Akira Yamasaki (São Paulo/SP, 08 de agosto de 1952). Poeta do mundo, agitador cultural, organiza por pelo menos quatro décadas encontros de poesia. Foi um dos idealizadores do Movimento Popular de Arte (MPA), de São Miguel Paulista, no ano de 1978. Atua como liderança nas ações do Espaço Cultural Casa Amarela desde a fundação da casa de cultura no ano de 2011. É o autor dos livros/cd’s de poemas bentevi, itaim (2012) e Oliveira Blues (2017). Blog: clica aqui.

 



Adriane Garcia, poeta, nascida e residente em Belo Horizonte.
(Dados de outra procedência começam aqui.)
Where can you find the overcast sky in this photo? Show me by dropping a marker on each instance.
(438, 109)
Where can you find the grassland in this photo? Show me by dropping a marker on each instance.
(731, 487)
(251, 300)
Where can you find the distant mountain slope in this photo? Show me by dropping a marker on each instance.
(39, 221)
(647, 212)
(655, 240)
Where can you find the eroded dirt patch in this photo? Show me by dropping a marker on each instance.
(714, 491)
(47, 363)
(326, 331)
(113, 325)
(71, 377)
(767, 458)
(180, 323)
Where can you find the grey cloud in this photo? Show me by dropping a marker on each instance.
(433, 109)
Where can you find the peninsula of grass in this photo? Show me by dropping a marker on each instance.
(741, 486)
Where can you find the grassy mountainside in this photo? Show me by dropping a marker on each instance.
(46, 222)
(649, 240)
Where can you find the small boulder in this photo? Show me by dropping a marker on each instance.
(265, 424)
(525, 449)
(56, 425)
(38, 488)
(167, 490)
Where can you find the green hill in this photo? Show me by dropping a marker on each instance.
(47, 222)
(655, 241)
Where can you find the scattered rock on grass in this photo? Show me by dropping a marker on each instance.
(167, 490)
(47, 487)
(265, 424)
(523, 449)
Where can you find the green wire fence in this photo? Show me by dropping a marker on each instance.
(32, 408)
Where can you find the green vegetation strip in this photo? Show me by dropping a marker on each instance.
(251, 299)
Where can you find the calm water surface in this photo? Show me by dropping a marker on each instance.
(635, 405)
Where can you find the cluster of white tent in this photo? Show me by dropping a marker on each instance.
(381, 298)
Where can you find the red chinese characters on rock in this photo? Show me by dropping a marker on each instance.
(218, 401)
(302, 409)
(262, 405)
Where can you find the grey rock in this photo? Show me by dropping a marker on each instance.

Publicou Fábulas para adulto perder o sono (Prêmio Paraná de Literatura 2013, ed. Biblioteca do Paraná), O nome do mundo (ed. Armazém da Cultura, 2014), Só, com peixes (ed. Confraria do Vento, 2015), Embrulhado para viagem (col. Leve um Livro, 2016), Garrafas ao mar (ed. Penalux, 2018), Arraial do Curral del Rei – a desmemória dos bois (ed. Conceito Editorial, 2019), Eva-proto-poeta, ed. Caos & Letras, 2020 e Estive no fim do mundo e lembrei de você (Editora Peirópolis).